For those of you who care about access to government data for reasons of transparency, feel-good openness, competitive advantage or other, June 30 was an overall ok/good day.
Obama signed the FOIA Improvement Act of 2016 in an attempt to solidify his administration’s legacy as the most transparent in US history. Many are skeptical, including your author, but to mis-paraphrase, government was not reformed in a day. The White House is understandably gushing over the changes, but the discerning watcher can parse the language. Even the Justice Department’s summary is a bit more sobering.

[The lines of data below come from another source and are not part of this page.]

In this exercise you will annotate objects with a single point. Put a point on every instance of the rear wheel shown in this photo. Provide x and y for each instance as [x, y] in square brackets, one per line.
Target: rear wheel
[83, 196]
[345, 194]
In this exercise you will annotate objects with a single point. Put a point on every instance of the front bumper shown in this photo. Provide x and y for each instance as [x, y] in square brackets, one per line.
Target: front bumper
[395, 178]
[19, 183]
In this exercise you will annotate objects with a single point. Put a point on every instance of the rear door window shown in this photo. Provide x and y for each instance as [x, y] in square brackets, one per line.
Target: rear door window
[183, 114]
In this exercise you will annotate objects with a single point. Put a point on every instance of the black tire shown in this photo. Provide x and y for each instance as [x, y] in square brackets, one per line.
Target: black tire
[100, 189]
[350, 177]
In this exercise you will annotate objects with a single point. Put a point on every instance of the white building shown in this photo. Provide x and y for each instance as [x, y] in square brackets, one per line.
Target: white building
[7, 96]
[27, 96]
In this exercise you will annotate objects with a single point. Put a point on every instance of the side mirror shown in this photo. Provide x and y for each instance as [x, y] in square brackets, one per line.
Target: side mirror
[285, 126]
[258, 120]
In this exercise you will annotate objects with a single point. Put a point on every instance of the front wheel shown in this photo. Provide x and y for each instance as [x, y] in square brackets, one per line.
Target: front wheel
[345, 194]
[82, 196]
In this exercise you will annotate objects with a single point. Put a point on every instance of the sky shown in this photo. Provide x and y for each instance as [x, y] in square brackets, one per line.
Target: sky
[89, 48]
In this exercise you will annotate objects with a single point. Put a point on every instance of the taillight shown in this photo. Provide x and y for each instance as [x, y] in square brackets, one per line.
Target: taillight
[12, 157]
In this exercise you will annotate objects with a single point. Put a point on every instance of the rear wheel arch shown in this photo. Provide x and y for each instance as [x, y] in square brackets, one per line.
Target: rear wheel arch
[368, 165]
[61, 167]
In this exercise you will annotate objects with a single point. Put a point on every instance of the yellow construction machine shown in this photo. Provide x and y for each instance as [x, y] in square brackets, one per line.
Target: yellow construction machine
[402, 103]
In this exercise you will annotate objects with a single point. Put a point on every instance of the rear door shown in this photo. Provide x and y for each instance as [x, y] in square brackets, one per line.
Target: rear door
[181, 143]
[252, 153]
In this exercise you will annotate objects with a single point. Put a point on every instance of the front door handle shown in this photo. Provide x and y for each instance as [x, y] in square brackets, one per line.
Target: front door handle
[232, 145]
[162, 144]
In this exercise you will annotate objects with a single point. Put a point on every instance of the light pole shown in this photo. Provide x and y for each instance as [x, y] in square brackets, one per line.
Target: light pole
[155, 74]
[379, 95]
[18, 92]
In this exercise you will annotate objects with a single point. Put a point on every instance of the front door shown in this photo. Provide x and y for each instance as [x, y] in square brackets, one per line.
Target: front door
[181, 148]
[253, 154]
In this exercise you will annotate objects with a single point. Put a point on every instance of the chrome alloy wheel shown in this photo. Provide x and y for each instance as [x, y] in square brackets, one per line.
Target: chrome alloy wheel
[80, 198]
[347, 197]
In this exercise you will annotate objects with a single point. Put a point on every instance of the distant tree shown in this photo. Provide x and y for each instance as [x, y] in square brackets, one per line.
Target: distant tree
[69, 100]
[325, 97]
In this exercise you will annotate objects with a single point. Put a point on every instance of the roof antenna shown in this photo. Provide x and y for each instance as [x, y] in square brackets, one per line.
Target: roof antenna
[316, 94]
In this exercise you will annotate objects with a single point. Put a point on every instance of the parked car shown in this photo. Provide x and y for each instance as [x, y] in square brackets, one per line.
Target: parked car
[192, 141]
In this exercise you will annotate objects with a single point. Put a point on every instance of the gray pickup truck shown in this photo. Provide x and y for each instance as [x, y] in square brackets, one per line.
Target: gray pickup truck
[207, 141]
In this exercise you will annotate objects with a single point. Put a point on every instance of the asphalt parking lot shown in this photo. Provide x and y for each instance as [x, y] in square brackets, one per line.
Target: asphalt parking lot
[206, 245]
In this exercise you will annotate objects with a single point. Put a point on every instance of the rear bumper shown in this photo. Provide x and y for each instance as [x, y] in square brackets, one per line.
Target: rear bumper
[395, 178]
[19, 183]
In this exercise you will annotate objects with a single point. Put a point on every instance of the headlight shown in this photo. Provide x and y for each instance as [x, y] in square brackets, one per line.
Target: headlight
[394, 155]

My biggest gripe is unfunded mandates–how can the government offer more to its citizens without additional resources? It’s like adding a few dozen more responsibilities to a job description with a fancy new title and no additional budget. For those curmudgeon-y types (myself included), have a look at past recipients of the Golden Padlock Awards from the Investigative Reporters & Editors.
Some of the (hopeful) highlights:
Presumption of openness: The default position has been to prove that no harm will come as a result of releasing records, but that puts a burden on the FOIA officer. Going forward that burden is removed. Pennsylvania’s right-to-know law had similar shift in 2008, and we are still waiting for this presumption of openness.
“Release to one is a release to all”: I’ve argued for this for over five years (not that anybody was listening!), but am thrilled this will happen–if nothing else it should reduce costs and backlog. Ironically, the CIA has done this for some time.